问题描述:

I have a data consisting of simulated values. The data set is a 95*525 matrix and below I have printed a small sample of the data.

0.01076 0.01076 0.01076 0.01076 0.01076

0.0105259 0.010586823 0.010968957 0.010919492 0.010685372

0.010461666 0.010271274 0.01124356 0.010362122 0.010699493

0.010621132 0.009699747 0.01143447 0.010169863 0.010920117

0.01090401 0.009537089 0.011461832 0.010613986 0.010964597

0.010876345 0.008634657 0.011353565 0.0111837 0.010456199

0.010245947 0.009195114 0.012275926 0.011230311 0.010093507

0.010056854 0.009557125 0.01199076 0.010158304 0.009759821

0.008903207 0.009537452 0.011057318 0.010154896 0.00985161

0.008249492 0.010232035 0.01133204 0.009719779 0.00995871

0.006726547 0.010441961 0.010392739 0.009166036 0.01043827

0.007159706 0.010254763 0.009552638 0.009371703 0.010261791

0.007692135 0.01099915 0.009913062 0.008190215 0.009553324

In order to plot kernel densities I have downloaded the package KernSmooth, which works nicely. However I would like to create one kernel density plot that includes all of my simulations. That is, I would like to plot one kernel density for 95 columns, instead of a kernel density consisting of only one column.

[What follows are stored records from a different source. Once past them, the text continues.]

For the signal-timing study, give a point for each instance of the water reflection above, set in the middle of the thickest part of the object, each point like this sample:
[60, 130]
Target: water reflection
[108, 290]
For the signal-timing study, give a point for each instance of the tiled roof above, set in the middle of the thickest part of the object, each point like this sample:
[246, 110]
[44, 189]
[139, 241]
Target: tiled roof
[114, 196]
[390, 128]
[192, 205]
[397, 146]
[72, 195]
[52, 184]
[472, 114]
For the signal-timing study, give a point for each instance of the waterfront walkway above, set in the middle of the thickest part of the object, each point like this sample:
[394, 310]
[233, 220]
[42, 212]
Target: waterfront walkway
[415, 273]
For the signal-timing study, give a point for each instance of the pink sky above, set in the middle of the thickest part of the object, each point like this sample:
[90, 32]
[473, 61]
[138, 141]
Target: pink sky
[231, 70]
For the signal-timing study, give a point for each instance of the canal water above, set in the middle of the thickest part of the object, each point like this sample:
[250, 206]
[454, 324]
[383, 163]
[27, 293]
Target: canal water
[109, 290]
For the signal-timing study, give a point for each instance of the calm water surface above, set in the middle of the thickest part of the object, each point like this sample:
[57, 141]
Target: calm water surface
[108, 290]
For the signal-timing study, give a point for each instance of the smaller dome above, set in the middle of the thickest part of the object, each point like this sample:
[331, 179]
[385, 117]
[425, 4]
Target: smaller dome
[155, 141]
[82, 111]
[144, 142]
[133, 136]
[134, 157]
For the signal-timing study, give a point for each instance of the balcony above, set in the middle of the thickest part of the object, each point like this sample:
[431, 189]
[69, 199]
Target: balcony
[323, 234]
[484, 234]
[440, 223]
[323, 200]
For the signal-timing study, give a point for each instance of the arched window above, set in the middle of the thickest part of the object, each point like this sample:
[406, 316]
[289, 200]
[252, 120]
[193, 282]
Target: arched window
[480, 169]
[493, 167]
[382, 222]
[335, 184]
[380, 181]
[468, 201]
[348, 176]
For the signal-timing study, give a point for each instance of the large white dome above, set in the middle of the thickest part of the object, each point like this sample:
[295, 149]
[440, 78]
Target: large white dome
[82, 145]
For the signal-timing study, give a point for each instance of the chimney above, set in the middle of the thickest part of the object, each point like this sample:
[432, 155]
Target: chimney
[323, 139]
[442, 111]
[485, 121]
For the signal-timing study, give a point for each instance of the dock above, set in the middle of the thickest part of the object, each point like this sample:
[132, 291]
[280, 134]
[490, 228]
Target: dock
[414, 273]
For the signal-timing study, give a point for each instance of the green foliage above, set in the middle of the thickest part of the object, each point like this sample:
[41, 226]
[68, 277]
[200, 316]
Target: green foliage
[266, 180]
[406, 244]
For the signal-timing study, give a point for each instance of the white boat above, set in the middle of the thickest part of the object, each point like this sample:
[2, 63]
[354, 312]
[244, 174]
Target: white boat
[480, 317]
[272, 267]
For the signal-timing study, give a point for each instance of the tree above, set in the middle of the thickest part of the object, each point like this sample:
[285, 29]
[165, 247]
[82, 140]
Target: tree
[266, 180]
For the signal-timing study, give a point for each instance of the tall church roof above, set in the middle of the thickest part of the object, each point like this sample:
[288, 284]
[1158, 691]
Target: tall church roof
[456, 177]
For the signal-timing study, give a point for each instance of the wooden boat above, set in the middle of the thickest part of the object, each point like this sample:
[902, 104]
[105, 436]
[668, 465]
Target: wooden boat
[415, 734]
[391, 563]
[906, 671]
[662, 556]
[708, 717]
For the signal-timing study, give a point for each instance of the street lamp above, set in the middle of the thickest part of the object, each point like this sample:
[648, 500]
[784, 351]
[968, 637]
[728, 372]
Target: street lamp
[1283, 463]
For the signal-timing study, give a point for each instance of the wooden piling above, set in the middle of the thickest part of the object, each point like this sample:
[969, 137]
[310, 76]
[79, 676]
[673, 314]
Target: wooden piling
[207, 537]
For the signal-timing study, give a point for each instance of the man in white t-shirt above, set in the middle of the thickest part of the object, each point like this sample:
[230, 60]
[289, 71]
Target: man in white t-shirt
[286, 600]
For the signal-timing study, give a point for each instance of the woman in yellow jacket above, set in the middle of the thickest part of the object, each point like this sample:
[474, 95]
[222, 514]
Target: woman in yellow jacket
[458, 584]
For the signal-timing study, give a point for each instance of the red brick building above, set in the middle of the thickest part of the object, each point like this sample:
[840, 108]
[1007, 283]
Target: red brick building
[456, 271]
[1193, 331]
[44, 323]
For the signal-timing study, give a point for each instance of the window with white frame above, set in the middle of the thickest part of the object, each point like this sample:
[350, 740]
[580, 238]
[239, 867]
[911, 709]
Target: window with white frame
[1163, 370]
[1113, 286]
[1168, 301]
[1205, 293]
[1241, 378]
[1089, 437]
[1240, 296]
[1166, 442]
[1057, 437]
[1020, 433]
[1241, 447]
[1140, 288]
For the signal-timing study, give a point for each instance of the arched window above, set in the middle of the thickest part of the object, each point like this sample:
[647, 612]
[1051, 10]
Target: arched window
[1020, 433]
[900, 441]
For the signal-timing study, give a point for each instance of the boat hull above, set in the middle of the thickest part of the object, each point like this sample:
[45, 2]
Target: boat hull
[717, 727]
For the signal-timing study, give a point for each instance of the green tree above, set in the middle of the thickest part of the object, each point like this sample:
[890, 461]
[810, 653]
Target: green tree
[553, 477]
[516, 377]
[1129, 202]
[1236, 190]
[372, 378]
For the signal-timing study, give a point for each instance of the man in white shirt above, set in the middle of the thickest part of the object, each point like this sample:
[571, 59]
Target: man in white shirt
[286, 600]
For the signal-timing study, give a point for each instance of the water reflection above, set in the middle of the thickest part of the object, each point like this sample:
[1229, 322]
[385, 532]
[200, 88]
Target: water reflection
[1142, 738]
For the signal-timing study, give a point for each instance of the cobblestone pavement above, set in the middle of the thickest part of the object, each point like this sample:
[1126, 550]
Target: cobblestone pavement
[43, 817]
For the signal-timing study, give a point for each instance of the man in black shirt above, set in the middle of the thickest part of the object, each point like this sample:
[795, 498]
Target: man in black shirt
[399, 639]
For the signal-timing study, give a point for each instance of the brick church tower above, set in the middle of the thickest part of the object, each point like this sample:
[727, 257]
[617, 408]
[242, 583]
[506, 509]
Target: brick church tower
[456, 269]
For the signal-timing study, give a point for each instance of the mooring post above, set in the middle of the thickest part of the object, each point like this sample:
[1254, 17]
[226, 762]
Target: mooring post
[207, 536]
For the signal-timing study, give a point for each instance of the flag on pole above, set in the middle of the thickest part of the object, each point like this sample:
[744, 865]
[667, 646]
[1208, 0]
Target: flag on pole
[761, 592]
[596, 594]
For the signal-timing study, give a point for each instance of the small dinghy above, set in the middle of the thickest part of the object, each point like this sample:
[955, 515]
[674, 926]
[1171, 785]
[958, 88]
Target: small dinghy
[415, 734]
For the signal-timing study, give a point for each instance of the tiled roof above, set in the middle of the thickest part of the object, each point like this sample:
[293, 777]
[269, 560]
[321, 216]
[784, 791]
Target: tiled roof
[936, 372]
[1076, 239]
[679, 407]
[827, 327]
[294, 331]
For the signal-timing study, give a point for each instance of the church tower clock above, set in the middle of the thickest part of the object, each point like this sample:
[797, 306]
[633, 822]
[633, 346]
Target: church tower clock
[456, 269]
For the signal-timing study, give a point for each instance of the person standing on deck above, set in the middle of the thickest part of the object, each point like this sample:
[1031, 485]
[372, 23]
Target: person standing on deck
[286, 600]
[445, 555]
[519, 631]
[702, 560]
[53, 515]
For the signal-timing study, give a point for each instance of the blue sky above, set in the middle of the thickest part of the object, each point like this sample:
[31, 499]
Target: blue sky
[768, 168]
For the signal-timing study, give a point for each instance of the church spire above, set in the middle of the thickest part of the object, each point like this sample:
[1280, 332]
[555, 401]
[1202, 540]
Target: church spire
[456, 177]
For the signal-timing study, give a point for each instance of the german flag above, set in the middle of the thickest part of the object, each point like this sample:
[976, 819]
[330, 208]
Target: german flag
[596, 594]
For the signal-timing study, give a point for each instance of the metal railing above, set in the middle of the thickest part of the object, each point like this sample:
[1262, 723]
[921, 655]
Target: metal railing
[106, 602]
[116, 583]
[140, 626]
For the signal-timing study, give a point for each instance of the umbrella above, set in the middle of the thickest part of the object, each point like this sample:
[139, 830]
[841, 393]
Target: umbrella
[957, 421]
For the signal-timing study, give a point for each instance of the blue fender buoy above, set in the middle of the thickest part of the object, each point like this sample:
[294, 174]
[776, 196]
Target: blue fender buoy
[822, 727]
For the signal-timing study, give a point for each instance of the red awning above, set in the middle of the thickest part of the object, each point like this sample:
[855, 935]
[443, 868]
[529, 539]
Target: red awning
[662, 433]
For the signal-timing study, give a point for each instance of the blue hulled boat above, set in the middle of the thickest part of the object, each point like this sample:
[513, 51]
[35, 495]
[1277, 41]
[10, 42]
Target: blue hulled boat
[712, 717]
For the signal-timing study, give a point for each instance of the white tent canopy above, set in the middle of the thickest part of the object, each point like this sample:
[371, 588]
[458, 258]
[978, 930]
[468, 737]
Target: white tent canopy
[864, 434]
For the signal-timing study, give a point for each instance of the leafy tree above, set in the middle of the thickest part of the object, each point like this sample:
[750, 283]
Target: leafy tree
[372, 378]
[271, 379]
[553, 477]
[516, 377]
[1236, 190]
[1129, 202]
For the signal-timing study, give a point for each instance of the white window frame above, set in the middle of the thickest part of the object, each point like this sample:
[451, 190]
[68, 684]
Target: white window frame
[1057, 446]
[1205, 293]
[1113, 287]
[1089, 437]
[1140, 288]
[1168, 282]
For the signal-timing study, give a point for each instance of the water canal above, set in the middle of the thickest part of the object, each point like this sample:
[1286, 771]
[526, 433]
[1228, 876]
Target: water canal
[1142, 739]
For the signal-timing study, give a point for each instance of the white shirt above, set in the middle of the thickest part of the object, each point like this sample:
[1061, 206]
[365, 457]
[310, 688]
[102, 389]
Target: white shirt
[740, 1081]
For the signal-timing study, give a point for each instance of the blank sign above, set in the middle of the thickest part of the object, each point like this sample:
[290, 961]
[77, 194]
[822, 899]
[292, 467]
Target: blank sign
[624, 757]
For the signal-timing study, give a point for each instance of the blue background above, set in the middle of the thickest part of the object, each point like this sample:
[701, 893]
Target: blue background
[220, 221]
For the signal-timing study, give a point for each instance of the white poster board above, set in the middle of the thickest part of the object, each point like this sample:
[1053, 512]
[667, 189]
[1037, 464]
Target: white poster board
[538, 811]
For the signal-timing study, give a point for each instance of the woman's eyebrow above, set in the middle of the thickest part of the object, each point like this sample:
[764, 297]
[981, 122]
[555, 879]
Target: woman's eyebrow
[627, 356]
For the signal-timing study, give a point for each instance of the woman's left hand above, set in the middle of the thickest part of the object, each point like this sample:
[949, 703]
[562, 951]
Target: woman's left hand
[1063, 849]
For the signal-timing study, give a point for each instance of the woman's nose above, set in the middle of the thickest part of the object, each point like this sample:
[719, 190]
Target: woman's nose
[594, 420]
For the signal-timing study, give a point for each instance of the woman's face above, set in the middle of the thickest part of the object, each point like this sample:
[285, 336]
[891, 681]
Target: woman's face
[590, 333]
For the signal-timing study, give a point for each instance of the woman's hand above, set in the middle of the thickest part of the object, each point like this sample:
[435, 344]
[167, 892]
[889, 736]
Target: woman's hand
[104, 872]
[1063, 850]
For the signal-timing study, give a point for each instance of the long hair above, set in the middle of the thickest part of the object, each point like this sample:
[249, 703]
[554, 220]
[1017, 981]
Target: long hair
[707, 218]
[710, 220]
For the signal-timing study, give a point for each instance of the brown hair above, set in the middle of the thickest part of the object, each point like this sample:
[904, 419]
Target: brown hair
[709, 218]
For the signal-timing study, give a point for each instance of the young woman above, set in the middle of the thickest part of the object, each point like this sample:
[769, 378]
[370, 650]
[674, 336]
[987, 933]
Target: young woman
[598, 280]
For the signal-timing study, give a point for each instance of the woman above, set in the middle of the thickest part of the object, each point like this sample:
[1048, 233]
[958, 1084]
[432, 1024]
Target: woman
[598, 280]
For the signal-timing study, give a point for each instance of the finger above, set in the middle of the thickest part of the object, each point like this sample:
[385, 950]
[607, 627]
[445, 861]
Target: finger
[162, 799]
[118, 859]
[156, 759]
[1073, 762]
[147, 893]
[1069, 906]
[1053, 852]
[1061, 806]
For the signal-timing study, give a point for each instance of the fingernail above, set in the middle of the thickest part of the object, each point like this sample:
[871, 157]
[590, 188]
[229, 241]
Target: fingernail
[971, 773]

The code I have used to get a one column kernel is the following

> kernel=bkde(cir[,1])

> plot(kernel, type="l")

If I disregard of the [,1] to make it include all columns, I get an error.

Further, I have plotted the different paths for my simulated values in one graph. What I would like to do next is to rotate the kernel density plot 90 degrees and then combine it and the end of my simulation path plot.If my explanation of this is some what diffuse, I can try to provide a picture as an example.

网友答案:

Use

kernel <- bkde(as.vector(cir))

to get the kernel density estimate of all your data.

To rotate graphs by 90 degrees, simply exchange the x and y coordinates in the plot command, as for example in

x <- seq(-3,3,.1)
plot(x, dnorm(x))
plot(dnorm(x), x)

Hope that helps.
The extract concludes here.